Ouagadougou (AFP) - Mali's President Ibrahim Boubacar Keita made a trip to Burkina Faso on Tuesday after terror attacks on both countries, declaring the Sahel nations were united against jihadism.

Keita is current chairman of the so-called G5 Sahel group -- a coalition of five western-backed Saharan countries that have pledged to fight terror.

"The G5 Sahel is united in the face of terrorism," Keita said in a statement to the press at the presidential palace in the capital Ouagadougou, alongside Burkinabe President Roch Marc Christian Kabore.

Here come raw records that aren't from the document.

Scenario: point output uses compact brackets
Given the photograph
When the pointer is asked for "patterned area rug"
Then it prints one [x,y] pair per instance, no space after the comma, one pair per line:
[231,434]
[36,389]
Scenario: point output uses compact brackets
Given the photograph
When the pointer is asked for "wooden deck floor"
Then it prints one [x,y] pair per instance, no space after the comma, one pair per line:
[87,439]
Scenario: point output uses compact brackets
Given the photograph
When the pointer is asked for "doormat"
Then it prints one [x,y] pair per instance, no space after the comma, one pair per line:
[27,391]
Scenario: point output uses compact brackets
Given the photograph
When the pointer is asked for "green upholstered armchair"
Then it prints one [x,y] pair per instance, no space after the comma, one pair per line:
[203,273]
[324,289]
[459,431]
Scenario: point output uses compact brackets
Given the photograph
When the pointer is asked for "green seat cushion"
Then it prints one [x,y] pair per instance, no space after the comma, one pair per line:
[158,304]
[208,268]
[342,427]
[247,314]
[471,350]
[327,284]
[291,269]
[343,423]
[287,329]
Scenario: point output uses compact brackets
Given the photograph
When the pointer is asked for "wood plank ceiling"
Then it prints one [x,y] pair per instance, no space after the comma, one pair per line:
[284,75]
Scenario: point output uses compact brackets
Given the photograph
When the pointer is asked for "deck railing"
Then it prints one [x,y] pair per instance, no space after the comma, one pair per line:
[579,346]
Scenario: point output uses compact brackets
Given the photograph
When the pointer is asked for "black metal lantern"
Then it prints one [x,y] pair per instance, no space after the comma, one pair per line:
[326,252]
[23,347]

"We will not give up, they won't scare us," Keita said. "They will not succeed in making us cower in our homes."

On Sunday, 18 people including at least eight foreigners were shot dead in a Turkish restaurant in Ouagadougou in the latest attack in West Africa to target a spot popular with expatriates. There has been no claim of responsibility for the assault.

The restaurant is just 200 metres (yards) from a hotel and cafe targeted in an assault in January 2016 that left 30 people dead and 71 wounded, many of them foreigners. That attack was claimed by Al-Qaeda in the Islamic Maghreb (AQIM).

On Monday, gunmen attacked two United Nations bases in Mali, killing a peacekeeper, a contractor and seven Malians.

A gun attack in the early morning at a base in Douentza, in the central region of Mopti, was followed within hours by a gun-and-grenade assault a camp in Timbuktu in the northwest.

The "G5 Sahel" coalition gathers Burkina Faso, Chad, Mali, Mauritania and Niger -- countries that have been badly hit by jihadist attacks but whose military resources are thin.

France is pushing for the G5 to set up a joint force of 5,000 men, but the plan has met with worries over funding. An estimated 400 million euros ($471 million) is required to make it operational.